Ingredients
Equipment
Method
Step‑by‑Step Instructions
- Heat a large pot over medium heat and pour in a couple of tablespoons of vegetable oil. Add chopped onions, minced garlic, and sliced green onions, sautéing for about 3 minutes until fragrant and translucent.
- Stir in the chopped tomatoes, ground cumin, and paprika; let them cook for an additional 2 to 3 minutes.
- Introduce bone-in chicken pieces or beef ribs into the pot. Sear for about 5 minutes, turning occasionally until lightly browned. Season with salt and black pepper.

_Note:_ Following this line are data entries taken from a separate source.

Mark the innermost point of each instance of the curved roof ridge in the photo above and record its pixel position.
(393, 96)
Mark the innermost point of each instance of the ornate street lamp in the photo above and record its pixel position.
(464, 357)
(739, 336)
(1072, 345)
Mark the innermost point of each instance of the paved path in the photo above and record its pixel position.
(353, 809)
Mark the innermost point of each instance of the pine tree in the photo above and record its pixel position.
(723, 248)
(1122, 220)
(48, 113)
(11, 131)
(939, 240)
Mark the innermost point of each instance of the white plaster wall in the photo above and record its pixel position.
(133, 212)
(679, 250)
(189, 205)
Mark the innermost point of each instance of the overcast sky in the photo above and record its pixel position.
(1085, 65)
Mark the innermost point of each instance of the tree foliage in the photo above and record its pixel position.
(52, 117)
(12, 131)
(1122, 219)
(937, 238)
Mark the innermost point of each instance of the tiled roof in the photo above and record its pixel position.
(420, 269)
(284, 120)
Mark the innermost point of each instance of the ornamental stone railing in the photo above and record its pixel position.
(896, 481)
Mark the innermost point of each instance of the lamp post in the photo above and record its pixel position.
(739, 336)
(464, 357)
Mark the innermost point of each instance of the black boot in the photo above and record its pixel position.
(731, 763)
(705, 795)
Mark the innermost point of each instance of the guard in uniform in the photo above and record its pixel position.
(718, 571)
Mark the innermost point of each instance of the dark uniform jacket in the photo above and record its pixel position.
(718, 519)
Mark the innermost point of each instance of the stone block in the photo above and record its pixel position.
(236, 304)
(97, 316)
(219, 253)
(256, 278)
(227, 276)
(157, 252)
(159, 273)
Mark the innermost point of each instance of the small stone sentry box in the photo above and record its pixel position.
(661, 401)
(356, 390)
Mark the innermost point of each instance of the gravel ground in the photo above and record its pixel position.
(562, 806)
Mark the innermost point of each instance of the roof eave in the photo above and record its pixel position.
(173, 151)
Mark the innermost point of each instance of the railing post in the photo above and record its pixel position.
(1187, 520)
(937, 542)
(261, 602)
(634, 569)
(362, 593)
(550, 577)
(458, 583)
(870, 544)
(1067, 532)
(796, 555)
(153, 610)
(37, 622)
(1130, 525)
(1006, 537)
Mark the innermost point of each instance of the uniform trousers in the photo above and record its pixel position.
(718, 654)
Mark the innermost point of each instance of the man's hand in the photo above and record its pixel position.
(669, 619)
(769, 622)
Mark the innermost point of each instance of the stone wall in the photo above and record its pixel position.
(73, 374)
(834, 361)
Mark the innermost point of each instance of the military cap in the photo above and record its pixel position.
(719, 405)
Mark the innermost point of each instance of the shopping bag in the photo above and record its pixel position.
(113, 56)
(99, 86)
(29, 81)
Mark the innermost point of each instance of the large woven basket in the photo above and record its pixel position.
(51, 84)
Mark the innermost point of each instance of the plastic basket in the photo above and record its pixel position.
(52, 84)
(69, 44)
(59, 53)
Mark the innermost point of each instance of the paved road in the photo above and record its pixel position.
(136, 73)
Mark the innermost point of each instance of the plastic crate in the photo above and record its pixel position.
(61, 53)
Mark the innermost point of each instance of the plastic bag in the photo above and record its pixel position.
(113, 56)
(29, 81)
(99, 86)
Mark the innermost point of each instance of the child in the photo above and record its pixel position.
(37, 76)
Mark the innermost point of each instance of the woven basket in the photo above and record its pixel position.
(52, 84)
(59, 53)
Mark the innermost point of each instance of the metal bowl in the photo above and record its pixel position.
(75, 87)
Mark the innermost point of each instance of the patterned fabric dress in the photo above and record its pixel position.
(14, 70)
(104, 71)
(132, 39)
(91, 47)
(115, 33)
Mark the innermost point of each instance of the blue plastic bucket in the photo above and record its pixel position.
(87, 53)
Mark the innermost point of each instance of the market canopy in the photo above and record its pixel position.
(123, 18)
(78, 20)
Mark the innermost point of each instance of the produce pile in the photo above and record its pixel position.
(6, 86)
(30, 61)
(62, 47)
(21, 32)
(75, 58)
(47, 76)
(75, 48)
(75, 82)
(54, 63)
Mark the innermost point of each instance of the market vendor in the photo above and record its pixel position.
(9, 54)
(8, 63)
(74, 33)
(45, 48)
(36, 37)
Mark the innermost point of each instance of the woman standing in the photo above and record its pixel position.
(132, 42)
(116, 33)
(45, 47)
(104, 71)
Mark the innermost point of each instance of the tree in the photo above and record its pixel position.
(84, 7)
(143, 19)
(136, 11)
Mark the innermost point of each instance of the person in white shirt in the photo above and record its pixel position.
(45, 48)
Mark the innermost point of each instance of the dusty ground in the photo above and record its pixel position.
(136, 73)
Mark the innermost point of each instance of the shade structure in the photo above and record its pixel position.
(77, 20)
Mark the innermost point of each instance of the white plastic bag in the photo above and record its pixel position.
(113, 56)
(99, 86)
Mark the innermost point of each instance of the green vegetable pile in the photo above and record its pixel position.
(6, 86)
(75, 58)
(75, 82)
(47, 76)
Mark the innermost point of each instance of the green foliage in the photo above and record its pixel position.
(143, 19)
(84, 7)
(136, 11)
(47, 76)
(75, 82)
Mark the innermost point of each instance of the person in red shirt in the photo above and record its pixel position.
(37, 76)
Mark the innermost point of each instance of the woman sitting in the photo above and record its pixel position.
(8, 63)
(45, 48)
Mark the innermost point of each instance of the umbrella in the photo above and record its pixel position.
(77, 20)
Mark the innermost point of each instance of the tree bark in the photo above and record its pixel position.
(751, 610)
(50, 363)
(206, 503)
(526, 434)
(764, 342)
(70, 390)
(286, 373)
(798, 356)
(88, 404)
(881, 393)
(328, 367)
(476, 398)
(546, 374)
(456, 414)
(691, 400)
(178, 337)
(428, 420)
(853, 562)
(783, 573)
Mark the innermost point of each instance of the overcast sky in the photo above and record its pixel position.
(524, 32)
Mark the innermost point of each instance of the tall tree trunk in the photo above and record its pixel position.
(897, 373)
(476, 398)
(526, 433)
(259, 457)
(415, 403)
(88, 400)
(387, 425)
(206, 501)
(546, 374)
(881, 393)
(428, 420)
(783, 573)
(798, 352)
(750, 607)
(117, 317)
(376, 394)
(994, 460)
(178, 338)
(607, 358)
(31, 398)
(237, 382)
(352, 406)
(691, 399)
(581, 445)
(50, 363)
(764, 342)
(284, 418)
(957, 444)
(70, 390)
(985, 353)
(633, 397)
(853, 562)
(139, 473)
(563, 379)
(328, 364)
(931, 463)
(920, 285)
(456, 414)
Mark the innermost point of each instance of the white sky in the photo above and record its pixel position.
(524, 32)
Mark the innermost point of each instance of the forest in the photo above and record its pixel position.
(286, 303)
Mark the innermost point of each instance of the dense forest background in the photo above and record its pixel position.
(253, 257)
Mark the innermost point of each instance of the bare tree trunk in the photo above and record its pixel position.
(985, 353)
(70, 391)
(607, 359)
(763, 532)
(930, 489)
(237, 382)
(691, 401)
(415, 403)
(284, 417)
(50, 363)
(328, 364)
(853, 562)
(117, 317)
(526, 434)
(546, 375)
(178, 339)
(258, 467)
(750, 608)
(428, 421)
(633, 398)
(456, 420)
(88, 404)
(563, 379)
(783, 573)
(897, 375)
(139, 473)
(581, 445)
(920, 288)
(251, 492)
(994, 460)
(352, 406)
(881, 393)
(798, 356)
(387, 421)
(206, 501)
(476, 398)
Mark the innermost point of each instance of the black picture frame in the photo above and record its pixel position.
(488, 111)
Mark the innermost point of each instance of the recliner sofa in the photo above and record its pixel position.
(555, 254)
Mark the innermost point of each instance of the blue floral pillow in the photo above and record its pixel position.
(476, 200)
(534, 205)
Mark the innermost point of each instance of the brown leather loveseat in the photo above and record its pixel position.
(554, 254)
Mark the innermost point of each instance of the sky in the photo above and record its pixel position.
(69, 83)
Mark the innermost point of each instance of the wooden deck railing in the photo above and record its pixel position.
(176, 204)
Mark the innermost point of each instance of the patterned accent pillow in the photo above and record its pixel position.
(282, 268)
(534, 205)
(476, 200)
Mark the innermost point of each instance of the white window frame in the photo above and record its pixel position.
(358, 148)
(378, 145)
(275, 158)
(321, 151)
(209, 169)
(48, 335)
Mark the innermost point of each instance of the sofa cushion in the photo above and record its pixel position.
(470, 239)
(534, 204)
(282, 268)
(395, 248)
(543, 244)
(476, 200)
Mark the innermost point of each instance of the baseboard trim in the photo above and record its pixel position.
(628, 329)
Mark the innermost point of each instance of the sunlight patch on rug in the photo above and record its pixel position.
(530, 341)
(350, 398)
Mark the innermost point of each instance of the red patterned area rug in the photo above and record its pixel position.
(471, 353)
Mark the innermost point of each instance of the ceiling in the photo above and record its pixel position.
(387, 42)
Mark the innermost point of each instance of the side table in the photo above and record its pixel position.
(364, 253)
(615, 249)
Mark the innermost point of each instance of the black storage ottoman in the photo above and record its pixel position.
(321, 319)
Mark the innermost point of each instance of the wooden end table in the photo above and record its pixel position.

- Pour in enough chicken or beef broth to cover the ingredients, bringing it to a rolling boil. Reduce heat to low and simmer gently for 20 minutes.
- Add the chopped green plantain and yucca into the pot, letting them simmer for about 15 minutes.
- After 15 minutes, stir in the diced potatoes, carrots, and corn, simmering for an additional 15 minutes.
- Gently fold in the slices of ripe plantain and half of the chopped cilantro, allowing the stew to simmer for another 10 minutes.
- Taste the sancocho and adjust seasoning if necessary, letting it simmer for an additional 5 minutes before serving garnished with remaining cilantro and lime wedges.
Nutrition
Notes
This stew is customizable; feel free to mix proteins or adjust vegetables to your taste.